Two new polls of Latino voters confirm what I have been writing for several months: Republican frontrunner Mitt Romney is so unpopular among Hispanic voters that he would have a hard time winning the November elections.

A nationwide poll of likely Hispanic voters released last week by Fox News Latino shows that if the election were held today, 70 percent of Hispanics would vote for President Barack Obama, while 14 percent would vote for Romney. The poll, conducted by telephone, has a margin of error of 2.7 percent.

A previous poll of registered Latino voters nationwide released Jan. 24 by the Univision television network shows that Obama’s approval rate among Hispanics is of 63 percent, compared with Romney’s 28 percent. The Univision poll’s margin of error is of 4.4 percent.

Not surprisingly, both polls show that Latinos are uneasy about the anti-immigrant rhetoric used by Romney — and, to be fair, by the other leading Republican presidential hopefuls as well — during the Republican primaries.

Romney has enthusiastically supported Arizona’s draconian anti-immigration law, which many Latinos fear will lead local police to harass Hispanics regardless of their immigration status. Romney has also said he would veto the DREAM act, a bill that would give a path to legal residence to Latinos who were brought to the country at a young age and are in college or in the armed forces.

According to the Fox News Latino poll, 90 percent of Hispanic U.S. citizens support the DREAM Act, and 80 percent would like to see undocumented immigrants have a chance to legalize their status.

When I asked Republican strategists whether the latest Fox News Latino poll proves that Romney would face an uphill battle to win the November election, they made three basic counterarguments.

—First, the poll is not very significant in electoral terms, because most of those surveyed are Hispanics from Western states, which tend to vote overwhelmingly Democrat anyway. What will really count in November will be the Hispanic vote in swing states, such as Florida, Arizona and Colorado, several Republican strategists told me.

“Governor Romney has done well in states with large Hispanic populations, such as Nevada, Arizona and Florida,” Romney spokesman Alberto Martinez told me. “As his vision on creating jobs and rebuilding the economy is compared to Barack Obama’s abysmal record of the past three years, Gov. Romney will continue to be successful among Hispanics nationally.”

Romney won 3 percent of the Hispanic vote in Arizona’s recent primary, compared to 24 percent for Republican rival Rick Santorum.

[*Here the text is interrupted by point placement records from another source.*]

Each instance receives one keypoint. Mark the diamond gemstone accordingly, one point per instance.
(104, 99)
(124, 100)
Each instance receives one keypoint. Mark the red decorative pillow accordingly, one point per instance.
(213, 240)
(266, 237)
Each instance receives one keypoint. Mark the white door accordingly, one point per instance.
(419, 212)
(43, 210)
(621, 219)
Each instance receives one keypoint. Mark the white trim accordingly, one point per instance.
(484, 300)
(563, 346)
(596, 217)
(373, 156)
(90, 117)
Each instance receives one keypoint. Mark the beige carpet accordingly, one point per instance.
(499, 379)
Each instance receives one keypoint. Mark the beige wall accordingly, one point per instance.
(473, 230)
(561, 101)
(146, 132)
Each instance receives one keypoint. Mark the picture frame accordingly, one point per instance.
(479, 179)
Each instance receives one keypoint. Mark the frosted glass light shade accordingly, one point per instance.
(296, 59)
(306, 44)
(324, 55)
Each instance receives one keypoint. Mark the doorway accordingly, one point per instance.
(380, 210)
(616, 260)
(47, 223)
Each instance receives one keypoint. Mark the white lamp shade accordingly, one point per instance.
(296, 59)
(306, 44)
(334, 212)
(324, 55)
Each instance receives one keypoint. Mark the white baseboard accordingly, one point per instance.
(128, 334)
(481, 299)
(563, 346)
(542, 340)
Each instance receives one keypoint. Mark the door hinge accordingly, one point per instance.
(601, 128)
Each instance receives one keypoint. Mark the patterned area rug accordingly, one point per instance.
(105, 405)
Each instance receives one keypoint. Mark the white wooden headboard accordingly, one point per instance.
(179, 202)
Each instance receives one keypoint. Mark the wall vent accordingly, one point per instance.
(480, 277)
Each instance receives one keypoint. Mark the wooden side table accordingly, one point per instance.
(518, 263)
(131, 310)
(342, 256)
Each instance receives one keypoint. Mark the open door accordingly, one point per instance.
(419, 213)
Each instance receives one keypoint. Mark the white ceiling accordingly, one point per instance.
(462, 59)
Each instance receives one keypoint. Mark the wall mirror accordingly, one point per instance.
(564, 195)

In Florida, Romney won 54 percent of the Hispanic vote compared to 29 percent for Santorum, according to CNN exit polls.

—Second, all polls agree that the most pressing issues for Hispanics are jobs and the economy. That’s what will really count on Election Day, much more than immigration or other issues, they say.

—Third, many Latino Democrats may stay at home on Election Day because they are disenchanted by the president’s record on the economy, his failure to deliver on immigration reform, and the record number of Hispanics deported during his term. That can badly hurt Obama on Election Day, Republican strategists say.

A recent Pew Hispanic Center poll showed that Obama’s approval rate among Latinos has dropped from 58 percent in 2010 to 49 percent in 2011.

My opinion: Romney has a huge Latino vote problem. He will most likely try to overcome it by appointing a Latino politician — Sen. Marco Rubio, R-Fla., or New Mexico Gov. Susana Martinez, for instance — as his running mate. He may also go for former Florida Gov. Jeb Bush, a fluent Spanish speaker who is married to a Mexican.

But even with a Latino or a fluent Spanish-speaker on his ticket, Romney would have a hard time winning the 40 percent of the Latino vote pollsters say he would need to win the election. In his quest for support from the extreme right of his party, he has alienated most Hispanics.

Granted, Romney could make a big rhetorical U-turn on immigration issues after winning the Republican nomination, but I doubt that would be enough.

He will have to also change his stands on the Arizona law, the DREAM Act and other issues that are dear to Hispanics. Otherwise, as shown by the dismal 14 percent support among Latinos in the latest poll, he will be seen as the anti-Latino candidate, and will lose the November election.

Andres Oppenheimer is a Latin America correspondent for the Miami Herald.